SGLang’s /v1/chat/completions endpoint does not include tokenized prompt or
completion IDs in the response. This patch adds four fields to the Pydantic
models and populates them from the engine’s output_ids (always available)
and adapted_request.input_ids:
| Mode | Model | Field added |
|---|---|---|
| Non-streaming | ChatCompletionResponse | prompt_token_ids |
| Non-streaming | ChatCompletionResponseChoice | token_ids |
| Streaming | ChatCompletionStreamResponse (first chunk) | prompt_token_ids |
| Streaming | ChatCompletionResponseStreamChoice | token_ids (delta) |
Each Pydantic field is wrapped with a @model_serializer that drops the key
when None, so vanilla OpenAI clients see wire-identical responses.
For streaming, the patch handles three subtleties:
output_idsis cumulative whenserver_args.stream_output=False(the default); we slice past a per-index watermark to get the delta.- The tool-call parser may yield 0, 1, or multiple chunks per engine yield,
so delta token IDs are buffered in
_pending_token_idsand flushed onto the first yielded chunk. If the parser yields nothing (partial JSON), the IDs are re-buffered for the next iteration. - When the detokenizer holds back text at word boundaries (empty
delta), or when the final token is EOS (emptydelta), the buffer is preserved and flushed onto the finish-reason chunk at stream end.

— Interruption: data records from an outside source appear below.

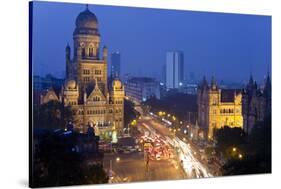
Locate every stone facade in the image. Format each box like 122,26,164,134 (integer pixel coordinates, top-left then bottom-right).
41,8,125,136
197,77,243,139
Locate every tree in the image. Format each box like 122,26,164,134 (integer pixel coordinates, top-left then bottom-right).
33,101,73,129
124,99,139,126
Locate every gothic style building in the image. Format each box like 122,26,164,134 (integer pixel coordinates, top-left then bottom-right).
41,7,124,139
197,77,243,139
242,74,271,133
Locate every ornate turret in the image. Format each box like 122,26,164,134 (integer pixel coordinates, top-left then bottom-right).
102,46,107,60
211,76,217,90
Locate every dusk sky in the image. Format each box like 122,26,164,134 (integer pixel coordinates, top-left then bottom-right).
32,2,271,82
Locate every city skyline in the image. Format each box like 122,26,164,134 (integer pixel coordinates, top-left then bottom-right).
33,2,271,82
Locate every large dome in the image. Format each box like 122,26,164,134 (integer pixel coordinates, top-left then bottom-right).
75,7,98,29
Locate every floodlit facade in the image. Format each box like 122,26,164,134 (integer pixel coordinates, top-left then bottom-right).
110,51,121,78
197,77,243,139
242,74,271,133
41,7,124,137
165,51,184,90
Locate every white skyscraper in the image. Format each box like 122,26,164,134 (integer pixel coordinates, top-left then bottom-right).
166,51,184,90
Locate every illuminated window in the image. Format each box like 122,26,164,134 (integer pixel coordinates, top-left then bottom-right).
89,47,94,57
82,47,86,58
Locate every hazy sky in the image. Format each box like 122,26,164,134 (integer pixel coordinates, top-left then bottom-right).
33,2,271,82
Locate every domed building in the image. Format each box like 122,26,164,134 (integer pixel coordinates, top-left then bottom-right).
41,6,124,140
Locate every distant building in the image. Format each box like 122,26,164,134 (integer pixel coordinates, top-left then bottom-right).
242,74,271,133
179,84,198,95
110,51,121,78
165,51,184,90
41,7,124,139
32,74,64,106
197,77,243,139
125,77,160,103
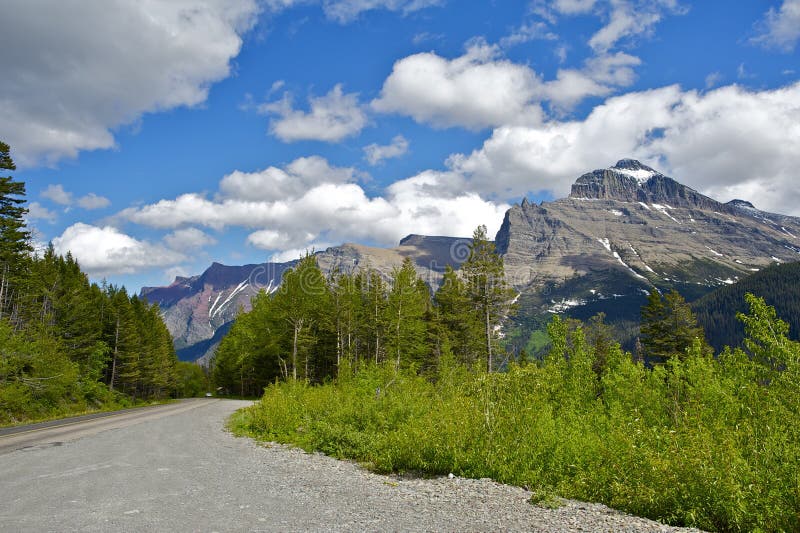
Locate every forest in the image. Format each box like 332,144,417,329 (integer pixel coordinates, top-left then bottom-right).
223,228,800,531
692,263,800,351
212,226,516,396
0,143,194,425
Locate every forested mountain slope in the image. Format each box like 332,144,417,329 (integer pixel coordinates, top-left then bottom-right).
692,263,800,351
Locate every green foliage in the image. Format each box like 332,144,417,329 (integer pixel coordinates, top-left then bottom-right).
0,143,176,425
175,361,209,398
640,288,711,364
692,262,800,351
461,226,516,372
232,297,800,531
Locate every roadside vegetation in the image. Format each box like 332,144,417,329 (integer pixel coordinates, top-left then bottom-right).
0,142,198,425
223,223,800,531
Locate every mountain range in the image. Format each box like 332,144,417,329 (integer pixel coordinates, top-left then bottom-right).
141,159,800,362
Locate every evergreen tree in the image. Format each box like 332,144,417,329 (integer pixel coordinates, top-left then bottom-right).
360,269,387,363
275,254,330,380
461,226,515,372
641,288,712,364
330,272,363,375
386,258,430,368
434,265,483,366
0,141,33,318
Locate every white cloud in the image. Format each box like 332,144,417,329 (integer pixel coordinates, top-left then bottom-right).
260,84,367,142
164,228,217,252
118,158,507,254
322,0,444,24
500,21,558,48
372,42,541,129
39,183,111,210
263,0,445,24
706,72,723,89
364,135,408,166
39,184,72,205
76,192,111,210
448,83,800,215
589,0,686,53
0,0,258,165
753,0,800,52
53,222,185,276
25,202,58,224
219,156,356,201
372,41,641,129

This enables rllm-model-gateway to capture exact RL-training trace data
without any gateway modifications and without requiring logprobs=True.
apply_patch() -> bool
Section titled “apply_patch() -> bool”Patch the installed SGLang package.
Returns True if either file was patched, False if both were already patched, SGLang wasn’t found, or patching failed.
agentcore_rl_toolkit.backends.slime.patches.verify_sglang_token_ids
Section titled “agentcore_rl_toolkit.backends.slime.patches.verify_sglang_token_ids”Verify the SGLang v0.5.9 token_ids patch.
Launches a local SGLang server with the given model, issues greedy-decoded chat completion requests in both streaming and non-streaming modes, and checks that:
- Non-streaming responses expose prompt_token_ids (on the response) and token_ids (per choice), and decoding token_ids matches the content.
- Streaming responses expose prompt_token_ids on the first chunk and token_ids on content chunks, and decoding the concatenation matches the concatenated deltas.
- Under greedy decoding, the prompt and completion token sequences are identical between streaming and non-streaming modes.
- Streaming with tools active yields the same completion token sequence as streaming without tools, validating the _pending_token_ids buffering.